Unboxing the museum: Deinocheirus claws

The image of two metre long claws from the dinosaur model of a Deinocheirus were etched into the memory of Tim Ziegler when he was a young child. 

He could not remember where or when he saw them just that he had encountered them in the past. Many years later, now working at Museums Victoria as a Collection Manager he encountered a surprising object on a rack one day....

The racks and collections in Museum stores contain many objects and memories this is Tim's personal story of just one.

My name is Tim Ziegler, and at Melbourne Museum, I work as a collection manager. I look after the vertebrate palaeontology collection.

My earliest memory of a dinosaur is one of my earliest memories.
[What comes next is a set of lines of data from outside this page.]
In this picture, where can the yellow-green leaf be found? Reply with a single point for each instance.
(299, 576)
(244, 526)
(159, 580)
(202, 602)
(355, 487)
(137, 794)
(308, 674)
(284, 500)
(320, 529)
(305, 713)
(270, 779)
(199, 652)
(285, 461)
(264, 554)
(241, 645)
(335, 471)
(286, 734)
It must have been from when I was about three or four years old, because all I have in my head is this vivid image of an enormous pair of arms with huge curving claws on the tips, bearing down on me from above.

I couldn't have told you where, or when, or why I saw them, but that image of these huge arms stayed with me all through my life.

When I started working at Melbourne Museum, managing our vertebrate fossil collection, what I didn't expect is that early on in the job, inspecting the collection, I would come around a corner in one of our collection stores.

I was learning my way around the collection, and I turned a corner, and I saw on one of our racks, this image from my memory.

These objects, these claws, which turned out to be the replica arms and hands of a gigantic two-legged dinosaur called Deinocheirus. Its name even means 'terrible hand.'

These arms, altogether more than 2 and 1/2 metres long, are huge even now to me. I understood that I must have seen them at Melbourne Museum when I was so much younger.

Now as the collection manager, I get to look after, and make safe, these objects that formed one of my earliest memories of dinosaurs, and one of my earliest memories altogether. And that's really special to me.

Museums are special because for our younger visitors, this is the place where they get to have their first encounter with wonder and awe. And for so many kids, that comes in the form of seeing dinosaurs for the first time.